Let’s illustrate this point with an example (See Figure 1).

Both Trader A and Trader B have a trading capital of US$Ten,000, and they trade with a broker that requires a 1% margin deposit. After doing some analysis, both of them agree that USD/JPY is hitting a top and should fall te value. Therefore, both of them brief the USD/JPY at 120.

Trader A chooses to apply 50 times real leverage on this trade by shorting US$500,000 worth of USD/JPY (50 x $Ten,000) based on his $Ten,000 trading capital. Because USD/JPY stands at 120, one pip of USD/JPY for one standard lotsbestemming is worth approximately US$8.30, so one pip of USD/JPY for five standard lots is worth approximately US$41.50. If USD/JPY rises to 121, Trader A will lose 100 pips on this trade, which is omschrijving to a loss of US$Four,150. This single loss will represent a whopping 41.5% of his total trading capital.

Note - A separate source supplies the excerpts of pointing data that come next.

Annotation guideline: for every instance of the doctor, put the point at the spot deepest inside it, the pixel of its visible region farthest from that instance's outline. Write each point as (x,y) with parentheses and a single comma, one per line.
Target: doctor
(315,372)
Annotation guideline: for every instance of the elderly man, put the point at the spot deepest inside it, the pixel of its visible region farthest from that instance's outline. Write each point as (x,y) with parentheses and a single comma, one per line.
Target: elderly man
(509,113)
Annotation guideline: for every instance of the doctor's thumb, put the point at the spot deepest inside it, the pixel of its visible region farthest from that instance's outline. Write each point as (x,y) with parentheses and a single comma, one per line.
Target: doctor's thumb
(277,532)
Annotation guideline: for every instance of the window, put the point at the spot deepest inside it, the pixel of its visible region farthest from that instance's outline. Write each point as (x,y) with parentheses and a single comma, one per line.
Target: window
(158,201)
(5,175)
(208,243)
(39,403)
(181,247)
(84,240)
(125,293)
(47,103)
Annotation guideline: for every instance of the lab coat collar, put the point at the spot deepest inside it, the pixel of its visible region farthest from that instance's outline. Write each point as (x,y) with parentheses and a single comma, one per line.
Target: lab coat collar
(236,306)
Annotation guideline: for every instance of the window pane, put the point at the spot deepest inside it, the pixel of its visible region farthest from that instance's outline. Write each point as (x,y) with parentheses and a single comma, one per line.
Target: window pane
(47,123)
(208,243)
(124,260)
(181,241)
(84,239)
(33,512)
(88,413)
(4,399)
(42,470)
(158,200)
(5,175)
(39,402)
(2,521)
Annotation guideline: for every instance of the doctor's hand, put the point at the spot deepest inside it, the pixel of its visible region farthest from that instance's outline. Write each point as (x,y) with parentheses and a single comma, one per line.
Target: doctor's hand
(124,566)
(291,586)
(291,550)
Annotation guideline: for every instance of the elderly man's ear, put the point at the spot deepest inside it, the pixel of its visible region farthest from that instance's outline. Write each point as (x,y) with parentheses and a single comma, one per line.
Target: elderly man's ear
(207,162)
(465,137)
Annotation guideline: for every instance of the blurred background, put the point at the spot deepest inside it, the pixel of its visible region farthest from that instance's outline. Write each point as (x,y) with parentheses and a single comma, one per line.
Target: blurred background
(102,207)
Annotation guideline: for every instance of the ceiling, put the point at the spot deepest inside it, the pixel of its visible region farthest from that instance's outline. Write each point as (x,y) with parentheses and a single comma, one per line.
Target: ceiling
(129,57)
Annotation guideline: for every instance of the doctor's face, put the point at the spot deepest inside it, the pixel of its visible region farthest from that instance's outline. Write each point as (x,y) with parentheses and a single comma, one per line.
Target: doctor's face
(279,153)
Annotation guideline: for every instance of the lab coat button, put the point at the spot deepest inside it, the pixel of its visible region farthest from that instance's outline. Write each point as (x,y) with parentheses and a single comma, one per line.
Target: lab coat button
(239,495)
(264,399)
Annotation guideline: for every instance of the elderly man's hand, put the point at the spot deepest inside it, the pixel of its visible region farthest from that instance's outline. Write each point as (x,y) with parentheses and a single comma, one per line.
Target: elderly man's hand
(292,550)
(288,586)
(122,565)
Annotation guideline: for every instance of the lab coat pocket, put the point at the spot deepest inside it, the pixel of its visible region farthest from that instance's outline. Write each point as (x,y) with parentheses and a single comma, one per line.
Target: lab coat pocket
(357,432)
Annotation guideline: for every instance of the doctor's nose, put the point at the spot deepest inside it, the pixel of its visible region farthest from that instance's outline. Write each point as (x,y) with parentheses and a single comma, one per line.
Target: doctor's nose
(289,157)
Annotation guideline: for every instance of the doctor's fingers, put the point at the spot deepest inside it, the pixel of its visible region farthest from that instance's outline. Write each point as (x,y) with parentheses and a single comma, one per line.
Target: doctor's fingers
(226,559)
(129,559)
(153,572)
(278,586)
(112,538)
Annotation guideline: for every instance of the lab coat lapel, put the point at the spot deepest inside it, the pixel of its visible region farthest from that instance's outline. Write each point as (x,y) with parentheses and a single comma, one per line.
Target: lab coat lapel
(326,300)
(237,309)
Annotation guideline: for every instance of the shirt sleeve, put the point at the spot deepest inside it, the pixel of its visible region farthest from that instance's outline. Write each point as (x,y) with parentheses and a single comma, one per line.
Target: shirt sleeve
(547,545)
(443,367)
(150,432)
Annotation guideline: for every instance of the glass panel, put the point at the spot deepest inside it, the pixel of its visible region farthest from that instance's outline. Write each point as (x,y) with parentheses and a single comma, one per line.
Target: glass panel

Trader B is a more careful trader and determines to apply five times real leverage on this trade by shorting US$50,000 worth of USD/JPY (Five x $Ten,000) based on his $Ten,000 trading capital. That $50,000 worth of USD/JPY equals to just one-half of one standard loterijlot. If USD/JPY rises to 121, Trader B will lose 100 pips on this trade, which is omschrijving to a loss of $415. This single loss represents Four.15% of his total trading capital.

Refer to the chart below to see how the trading accounts of thesis two traders compare after the 100-pip loss.